Mozilla today announced Firefox Health Report (FHR), a new feature that sends data back to the company in order to help them “build a more excellent browser.” In addition to improving and prioritizing development, Mozilla also says FHR will “help us improve performance, fix problems and let users see how their browsing experience compares against other instances of Firefox.” The feature is coming to the nightly build of Firefox, which means it will eventually hit the stable version of the browser, likely in Firefox 19 or maybe even Firefox 20.

Mozilla says it can currently only count on very basic information to allow limited cross-tabulations of Firefox installations, and doesn’t have the ability to assess any longitudinal trends. In other words, the organization wants more data. Enter FHR.

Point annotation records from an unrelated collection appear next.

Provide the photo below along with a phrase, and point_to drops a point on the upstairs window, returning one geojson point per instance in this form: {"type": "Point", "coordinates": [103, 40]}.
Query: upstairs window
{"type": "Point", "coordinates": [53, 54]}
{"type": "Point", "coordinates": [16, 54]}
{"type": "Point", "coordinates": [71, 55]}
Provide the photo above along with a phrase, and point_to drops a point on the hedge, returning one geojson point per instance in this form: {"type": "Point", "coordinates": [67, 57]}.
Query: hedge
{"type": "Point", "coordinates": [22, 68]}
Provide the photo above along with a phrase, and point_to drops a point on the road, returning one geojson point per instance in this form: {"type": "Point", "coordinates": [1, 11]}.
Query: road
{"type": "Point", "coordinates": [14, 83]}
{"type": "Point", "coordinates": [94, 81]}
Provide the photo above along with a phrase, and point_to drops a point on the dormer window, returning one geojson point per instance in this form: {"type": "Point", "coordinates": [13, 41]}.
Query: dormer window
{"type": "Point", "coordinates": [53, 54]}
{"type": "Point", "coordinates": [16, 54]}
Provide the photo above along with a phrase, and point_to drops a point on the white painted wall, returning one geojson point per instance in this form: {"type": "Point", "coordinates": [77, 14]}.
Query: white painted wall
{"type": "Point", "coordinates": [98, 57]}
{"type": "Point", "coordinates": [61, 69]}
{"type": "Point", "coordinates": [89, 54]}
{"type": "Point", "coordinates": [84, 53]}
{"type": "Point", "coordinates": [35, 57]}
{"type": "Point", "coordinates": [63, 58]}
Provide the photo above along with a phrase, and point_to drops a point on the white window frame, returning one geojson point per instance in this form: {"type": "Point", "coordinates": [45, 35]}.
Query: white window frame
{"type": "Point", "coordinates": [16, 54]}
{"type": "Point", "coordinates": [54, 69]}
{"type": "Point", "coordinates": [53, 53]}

So what exactly will FHR share with its creator? Mozilla says these four types:

  • Configuration data (such as device hardware, operating system, and Firefox version).
  • Customizations data (such as add-ons, count, and type).
  • Performance data (such as timing of browser events, rendering, and session restores).
  • Wear and Tear data (such as length of session, how old a profile is, and count of crashes).

If privacy bells aren’t ringing in your head, they should be. That’s still a work in progress (which makes sense given that FHR isn’t anywhere near ready yet), according to the FHR FAQ:

We believe that Mozilla’s approach to FHR, which was created in consultation with our community, is a great model for balancing a user centric feature with user privacy. FHR is designed to avoid keeping a long-running record of data correlated to a particular browser. Because FHR makes it clear what information is collected, makes the information directly visible within Firefox, explains why this data is important and provides users with complete control over deleting their own data, we hope to establish new best practices that can be followed by other developers and our competitors.

Again, Mozilla says there will be great benefits to collecting this data: user insights exhibited on-board the browser instance through visualizations and comparative graphics, as well as product insights conveyed to Mozilla to help in improving existing browser instances and informing future design and development of Firefox.